Wochenlang suchten die Rebellen Saif in der Sahara, dann kam der entscheidende Hinweis: Eine kleine Gruppe Gaddafi-Getreuer sei auf dem Weg nach Obari. Mit Warnschüssen hielten sie den Konvoi an.

„Wer sind Sie?“, fragte der Kommandeur der Gruppe den offensichtlich wichtigsten Mann im Auto. „Abdelsalam“, antwortete dieser. Ein häufiger Name, der auf Arabisch „Bote des Friedens“ heißt. Ammar sagte: „Ich weiß, wer du bist, ich kenne dich.“ Es war tatsächlich Saif, Muhammer Gaddafis Lieblingssohn.

In den Geländewagen des Gaddafi-Konvois fanden die Rebellen Kalaschnikows sowie 4000 Dollar in bar – „Peanuts“ für einen Gaddafi. Wahrscheinlich war Saif auf dem Weg über die Grenze nach Niger.

Ruhiger Saif
Im Laderaum des Flugzeugs saß er später die meiste Zeit schweigsam da, wirkte in Gedanken versunken – beschreibt die Journalistin.
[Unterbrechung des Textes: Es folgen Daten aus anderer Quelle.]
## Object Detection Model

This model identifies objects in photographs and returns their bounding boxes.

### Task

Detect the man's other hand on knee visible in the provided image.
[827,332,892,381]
Ab und zu redete er auch mit seinen Bewachern, ließ sich sogar fotografieren. Auf die Frage der Journalistin, ob es ihm gut gehe, antwortet er knapp: „Ja.“

Fotos zeigen: Drei Finger waren dick bandagiert. Sie sollen ihm aber nicht abgeschnitten, sondern durch eine Granate verletzt worden sein.



So geht es weiter


Eines steht seit gestern fest: Die Libyer werden Gaddafis Lieblingssohn Saif (39) nicht an den internationalen Strafgerichtshof in Den Haag ausliefern. Die Truppen des libyschen Übergangsrates wollen Gaddafi junior zunächst in ihrer Gewalt in der Rebellenhochburg Sintan behalten, bis ein Gerichtssystem in Libyen aufgebaut ist.

Der libysche Übergangs-Ministerpräsident Abdul Raheem al-Keeb hatte am Wochenende versichert, dass Saif einen „fairer Prozess“ im Einklang mit internationalen Gesetzen bekommt. In Den Haag würde Saif bei einer Verurteilung eine lebenslange Haft erwarten. In Libyen droht ihm die Todesstrafe.